The author's primary complaint seems to be that Medium does not update the pubdate when articles are updated, consequently Google and other search engines give the article diminishing relevance over time. This strikes me as more of a problem with search engines than with Medium.
In my experience, modern search engines give far too much relevance to date, especially for evergreen content. I am purveyor of evergreen articles, and it is sincerely quite obnoxious to put a lot of research and effort into an original article, only to have some flip shop do a lazy rewrite a few months later, citing my article as its primary source, yet ranking higher in search because it is newer. It's a perverse incentive that encourages low-effort regurgitators, and discourages original work.
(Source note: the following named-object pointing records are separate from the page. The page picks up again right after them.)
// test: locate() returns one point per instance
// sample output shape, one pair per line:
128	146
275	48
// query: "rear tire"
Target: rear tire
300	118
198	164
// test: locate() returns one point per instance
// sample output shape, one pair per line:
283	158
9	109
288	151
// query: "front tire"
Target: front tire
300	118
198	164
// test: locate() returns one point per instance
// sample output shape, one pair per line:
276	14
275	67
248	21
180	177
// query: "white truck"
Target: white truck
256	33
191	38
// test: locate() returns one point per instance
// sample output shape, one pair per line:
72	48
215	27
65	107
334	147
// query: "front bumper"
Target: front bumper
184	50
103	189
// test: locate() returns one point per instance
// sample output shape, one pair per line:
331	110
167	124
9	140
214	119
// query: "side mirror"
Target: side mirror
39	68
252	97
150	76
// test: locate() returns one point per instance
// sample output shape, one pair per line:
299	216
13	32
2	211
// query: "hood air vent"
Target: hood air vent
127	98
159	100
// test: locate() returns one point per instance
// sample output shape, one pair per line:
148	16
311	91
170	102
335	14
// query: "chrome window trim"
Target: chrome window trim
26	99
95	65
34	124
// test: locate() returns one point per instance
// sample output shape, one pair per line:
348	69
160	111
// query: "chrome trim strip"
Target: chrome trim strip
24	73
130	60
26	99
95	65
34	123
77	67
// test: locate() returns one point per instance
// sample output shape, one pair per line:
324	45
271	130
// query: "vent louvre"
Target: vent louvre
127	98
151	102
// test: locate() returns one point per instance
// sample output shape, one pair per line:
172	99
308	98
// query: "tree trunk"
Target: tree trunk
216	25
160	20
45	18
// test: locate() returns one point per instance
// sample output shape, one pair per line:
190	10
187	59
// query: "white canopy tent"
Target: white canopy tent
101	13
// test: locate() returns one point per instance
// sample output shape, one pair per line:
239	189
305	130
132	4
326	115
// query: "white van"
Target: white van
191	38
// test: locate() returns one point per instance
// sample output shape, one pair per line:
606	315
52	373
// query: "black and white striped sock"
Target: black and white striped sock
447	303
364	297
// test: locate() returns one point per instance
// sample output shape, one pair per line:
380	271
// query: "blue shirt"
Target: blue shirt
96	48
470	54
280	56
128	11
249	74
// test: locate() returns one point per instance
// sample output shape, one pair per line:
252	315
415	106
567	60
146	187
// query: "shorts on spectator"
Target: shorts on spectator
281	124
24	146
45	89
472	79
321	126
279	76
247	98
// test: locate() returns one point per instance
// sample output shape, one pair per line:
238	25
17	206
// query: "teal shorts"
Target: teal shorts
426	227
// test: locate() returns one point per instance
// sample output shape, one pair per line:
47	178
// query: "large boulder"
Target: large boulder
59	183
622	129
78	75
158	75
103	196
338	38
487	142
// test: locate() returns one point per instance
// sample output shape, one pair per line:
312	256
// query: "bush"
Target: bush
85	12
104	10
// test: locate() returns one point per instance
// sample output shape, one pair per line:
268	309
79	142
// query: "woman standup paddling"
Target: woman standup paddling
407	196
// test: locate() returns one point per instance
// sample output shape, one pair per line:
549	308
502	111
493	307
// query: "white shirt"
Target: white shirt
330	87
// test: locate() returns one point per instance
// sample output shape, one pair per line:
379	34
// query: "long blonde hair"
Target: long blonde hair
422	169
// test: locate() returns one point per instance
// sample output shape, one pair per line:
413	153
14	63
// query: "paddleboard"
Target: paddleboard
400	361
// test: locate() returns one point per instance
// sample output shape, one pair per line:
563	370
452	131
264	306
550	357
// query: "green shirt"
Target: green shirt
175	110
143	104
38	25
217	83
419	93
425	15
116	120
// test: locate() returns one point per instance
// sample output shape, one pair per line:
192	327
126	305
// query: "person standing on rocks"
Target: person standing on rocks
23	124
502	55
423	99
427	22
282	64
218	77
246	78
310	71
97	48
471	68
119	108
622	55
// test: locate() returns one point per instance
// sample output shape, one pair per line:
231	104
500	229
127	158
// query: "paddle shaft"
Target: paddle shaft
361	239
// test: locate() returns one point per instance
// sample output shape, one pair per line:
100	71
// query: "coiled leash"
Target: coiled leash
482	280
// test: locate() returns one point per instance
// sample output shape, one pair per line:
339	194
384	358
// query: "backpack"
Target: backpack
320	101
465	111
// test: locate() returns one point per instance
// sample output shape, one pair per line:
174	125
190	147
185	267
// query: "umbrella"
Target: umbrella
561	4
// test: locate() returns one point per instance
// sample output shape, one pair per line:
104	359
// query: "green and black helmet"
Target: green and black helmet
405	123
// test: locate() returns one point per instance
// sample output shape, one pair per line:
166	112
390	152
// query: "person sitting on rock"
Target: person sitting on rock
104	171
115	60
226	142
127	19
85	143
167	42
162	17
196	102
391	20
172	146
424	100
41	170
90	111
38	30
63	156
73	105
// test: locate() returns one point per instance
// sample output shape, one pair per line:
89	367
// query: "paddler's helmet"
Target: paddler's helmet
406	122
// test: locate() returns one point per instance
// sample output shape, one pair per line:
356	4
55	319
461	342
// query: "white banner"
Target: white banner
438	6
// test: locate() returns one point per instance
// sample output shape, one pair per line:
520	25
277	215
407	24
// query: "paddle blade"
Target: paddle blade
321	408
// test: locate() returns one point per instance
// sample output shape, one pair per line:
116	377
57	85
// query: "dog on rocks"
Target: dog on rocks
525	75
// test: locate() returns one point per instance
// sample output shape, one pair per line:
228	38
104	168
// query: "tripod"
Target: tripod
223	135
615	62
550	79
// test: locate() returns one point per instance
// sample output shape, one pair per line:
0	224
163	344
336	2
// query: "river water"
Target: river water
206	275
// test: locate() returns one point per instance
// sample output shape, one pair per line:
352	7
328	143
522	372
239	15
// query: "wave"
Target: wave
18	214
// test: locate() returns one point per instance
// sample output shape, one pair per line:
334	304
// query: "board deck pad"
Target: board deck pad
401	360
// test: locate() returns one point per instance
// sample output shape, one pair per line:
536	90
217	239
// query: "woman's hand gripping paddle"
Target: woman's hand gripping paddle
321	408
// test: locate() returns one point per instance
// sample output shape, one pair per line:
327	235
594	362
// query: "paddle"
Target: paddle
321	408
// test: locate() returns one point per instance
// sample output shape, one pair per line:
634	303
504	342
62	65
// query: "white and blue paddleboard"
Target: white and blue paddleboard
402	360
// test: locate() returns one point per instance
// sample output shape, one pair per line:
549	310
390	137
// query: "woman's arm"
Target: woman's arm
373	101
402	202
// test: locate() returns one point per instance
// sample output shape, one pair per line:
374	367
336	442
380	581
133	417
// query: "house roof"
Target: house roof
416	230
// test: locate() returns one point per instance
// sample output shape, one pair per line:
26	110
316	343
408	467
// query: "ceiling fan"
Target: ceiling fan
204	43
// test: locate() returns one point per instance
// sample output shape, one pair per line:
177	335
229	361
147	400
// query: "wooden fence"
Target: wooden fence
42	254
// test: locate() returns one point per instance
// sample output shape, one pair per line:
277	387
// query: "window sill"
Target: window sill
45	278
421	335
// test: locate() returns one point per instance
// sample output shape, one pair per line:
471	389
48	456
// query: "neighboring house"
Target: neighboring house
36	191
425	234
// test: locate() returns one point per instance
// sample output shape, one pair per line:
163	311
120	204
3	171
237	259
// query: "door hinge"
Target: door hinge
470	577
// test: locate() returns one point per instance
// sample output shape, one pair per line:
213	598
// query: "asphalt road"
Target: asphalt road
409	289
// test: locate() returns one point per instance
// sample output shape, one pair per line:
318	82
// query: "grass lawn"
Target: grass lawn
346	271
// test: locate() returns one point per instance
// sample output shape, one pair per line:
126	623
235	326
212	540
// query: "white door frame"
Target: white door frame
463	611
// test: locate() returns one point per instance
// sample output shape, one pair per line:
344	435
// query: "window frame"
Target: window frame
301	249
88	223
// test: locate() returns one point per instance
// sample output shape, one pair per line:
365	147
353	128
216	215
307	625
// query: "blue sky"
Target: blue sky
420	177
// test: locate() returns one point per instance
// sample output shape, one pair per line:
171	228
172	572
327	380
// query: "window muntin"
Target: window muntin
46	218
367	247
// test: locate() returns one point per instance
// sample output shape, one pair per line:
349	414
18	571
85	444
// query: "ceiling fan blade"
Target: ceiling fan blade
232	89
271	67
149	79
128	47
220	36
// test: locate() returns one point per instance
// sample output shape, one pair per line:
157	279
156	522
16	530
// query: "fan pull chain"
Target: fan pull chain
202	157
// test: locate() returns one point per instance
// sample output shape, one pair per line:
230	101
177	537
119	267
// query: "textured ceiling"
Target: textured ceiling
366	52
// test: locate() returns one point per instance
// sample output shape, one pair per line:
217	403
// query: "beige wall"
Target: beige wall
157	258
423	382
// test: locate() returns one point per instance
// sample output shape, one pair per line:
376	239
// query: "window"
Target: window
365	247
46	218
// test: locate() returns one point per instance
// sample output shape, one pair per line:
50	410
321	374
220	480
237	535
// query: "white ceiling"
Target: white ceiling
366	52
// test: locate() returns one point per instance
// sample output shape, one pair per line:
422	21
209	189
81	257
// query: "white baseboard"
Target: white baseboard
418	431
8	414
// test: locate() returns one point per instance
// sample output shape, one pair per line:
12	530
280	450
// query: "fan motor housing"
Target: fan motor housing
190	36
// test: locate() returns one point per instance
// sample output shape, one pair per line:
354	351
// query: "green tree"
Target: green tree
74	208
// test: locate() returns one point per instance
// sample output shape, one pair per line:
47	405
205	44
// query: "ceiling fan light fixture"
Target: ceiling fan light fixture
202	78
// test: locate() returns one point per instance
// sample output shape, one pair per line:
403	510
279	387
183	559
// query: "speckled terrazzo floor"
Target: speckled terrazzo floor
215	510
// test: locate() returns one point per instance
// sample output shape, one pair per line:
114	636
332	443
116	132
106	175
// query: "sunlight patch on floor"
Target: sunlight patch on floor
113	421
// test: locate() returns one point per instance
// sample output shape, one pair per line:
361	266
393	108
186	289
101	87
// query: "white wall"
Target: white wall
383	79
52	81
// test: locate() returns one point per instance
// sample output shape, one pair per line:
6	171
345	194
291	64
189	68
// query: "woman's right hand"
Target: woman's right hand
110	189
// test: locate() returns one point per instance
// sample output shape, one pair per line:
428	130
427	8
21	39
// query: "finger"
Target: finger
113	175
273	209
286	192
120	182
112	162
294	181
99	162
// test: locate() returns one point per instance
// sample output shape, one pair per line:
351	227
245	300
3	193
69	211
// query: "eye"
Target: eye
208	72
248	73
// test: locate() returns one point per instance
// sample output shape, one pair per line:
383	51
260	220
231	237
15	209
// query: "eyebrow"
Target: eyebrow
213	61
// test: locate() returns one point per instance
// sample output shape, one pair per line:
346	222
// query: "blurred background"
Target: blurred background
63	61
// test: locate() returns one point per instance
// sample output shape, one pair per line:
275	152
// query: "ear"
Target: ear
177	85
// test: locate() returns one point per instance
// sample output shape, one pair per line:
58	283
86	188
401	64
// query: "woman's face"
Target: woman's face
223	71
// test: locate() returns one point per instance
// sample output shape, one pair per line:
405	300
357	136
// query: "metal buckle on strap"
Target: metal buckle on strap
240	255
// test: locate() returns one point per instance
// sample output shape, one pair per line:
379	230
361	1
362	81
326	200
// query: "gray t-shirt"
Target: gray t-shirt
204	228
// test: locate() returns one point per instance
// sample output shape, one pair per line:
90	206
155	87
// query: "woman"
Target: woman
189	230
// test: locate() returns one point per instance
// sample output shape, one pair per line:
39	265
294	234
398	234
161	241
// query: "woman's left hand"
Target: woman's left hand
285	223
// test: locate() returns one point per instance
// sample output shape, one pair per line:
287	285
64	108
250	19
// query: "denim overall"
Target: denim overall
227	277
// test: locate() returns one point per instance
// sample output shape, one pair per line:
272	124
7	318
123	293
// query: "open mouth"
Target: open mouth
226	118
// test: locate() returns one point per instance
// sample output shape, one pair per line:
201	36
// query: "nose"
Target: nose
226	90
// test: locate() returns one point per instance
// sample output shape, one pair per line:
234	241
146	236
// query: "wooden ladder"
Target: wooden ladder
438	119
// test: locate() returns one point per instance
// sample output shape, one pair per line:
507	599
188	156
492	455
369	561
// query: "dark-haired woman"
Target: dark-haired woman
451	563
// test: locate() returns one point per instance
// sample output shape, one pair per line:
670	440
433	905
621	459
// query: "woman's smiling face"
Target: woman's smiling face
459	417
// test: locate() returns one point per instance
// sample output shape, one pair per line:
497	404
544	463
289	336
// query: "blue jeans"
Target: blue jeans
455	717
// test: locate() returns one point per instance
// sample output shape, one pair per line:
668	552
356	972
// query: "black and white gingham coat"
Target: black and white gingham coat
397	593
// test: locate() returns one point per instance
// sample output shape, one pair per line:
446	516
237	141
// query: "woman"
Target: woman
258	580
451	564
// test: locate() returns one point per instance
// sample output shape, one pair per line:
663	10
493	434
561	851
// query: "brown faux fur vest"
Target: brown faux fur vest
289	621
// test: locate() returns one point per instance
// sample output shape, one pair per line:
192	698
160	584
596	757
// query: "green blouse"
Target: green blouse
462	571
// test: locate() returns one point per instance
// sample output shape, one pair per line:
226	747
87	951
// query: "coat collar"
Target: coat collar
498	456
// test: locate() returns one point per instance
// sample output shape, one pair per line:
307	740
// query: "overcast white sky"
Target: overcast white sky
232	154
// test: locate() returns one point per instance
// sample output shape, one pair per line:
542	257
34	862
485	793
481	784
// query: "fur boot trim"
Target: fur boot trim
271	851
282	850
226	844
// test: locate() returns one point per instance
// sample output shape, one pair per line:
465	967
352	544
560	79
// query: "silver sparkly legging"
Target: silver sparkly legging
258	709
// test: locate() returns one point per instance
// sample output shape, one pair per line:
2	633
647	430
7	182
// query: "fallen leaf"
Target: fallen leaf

Grumble, grumble.
I don't fully disagree with you, but I think it depends on the domain.
You're right that it's annoying the way Google will show me results of a blog post recently published by someone who just "discovered" something that's been known for decades, and what Google shows me is a poor summary of more in-depth original work done elsewhere.
But at the same time, I hate the way when I search for solutions to an issue involving computers, I'll Google shows me nothing but results that are 10 years old, and no longer work because the operating system has changed.
Respect for high quality old content, mixed with a more prominent UI for the time filter (it used to be soon Google, but less so now) is the right trade-off imho.
I've noticed there are blogs that will do fake updates so the date in the Google search results will be from last week or something recent, even though the content itself is the same it has been for a couple years.
This is definitely a problem for people who write true evergreen content, or do frequent updates without updating the pubdate, but across the internet I would imagine there is much more old content that is out of date than old content that is still just as relevant, so it seems like a smart strategy.
I was thinking about this too. Search engines should regularly crawl a page and notice that the content has been updated right? So it seems like they should ignore pubdate as it could be gamed, and just measure the real "last updated" date based on content changes.
> So it seems like they should ignore pubdate as it could be gamed, and just measure the real "last updated" date based on content changes.
It's hard to imagine a mechanistic measure of the 'real' last-updated date that couldn't also be gamed. (If I'm being really cynical, it's hard to imagine anything that couldn't be gamed; so I guess I mean 'easily gamed', for some value of 'easily'.)
That’s definitely true. I often find myself clicking first on a more recent search result and then backing out and clicking on older content if the initial choice didn’t live up to expectations. Since I probably still had decent time on page, etc for the first link, I’m guessing I’m making Google think that content is more relevant than it is.
In my experience, modern search engines give far too much relevance to date, especially for evergreen content. I am purveyor of evergreen articles, and it is sincerely quite obnoxious to put a lot of research and effort into an original article, only to have some flip shop do a lazy rewrite a few months later, citing my article as its primary source, yet ranking higher in search because it is newer. It's a perverse incentive that encourages low-effort regurgitators, and discourages original work. Grumble, grumble.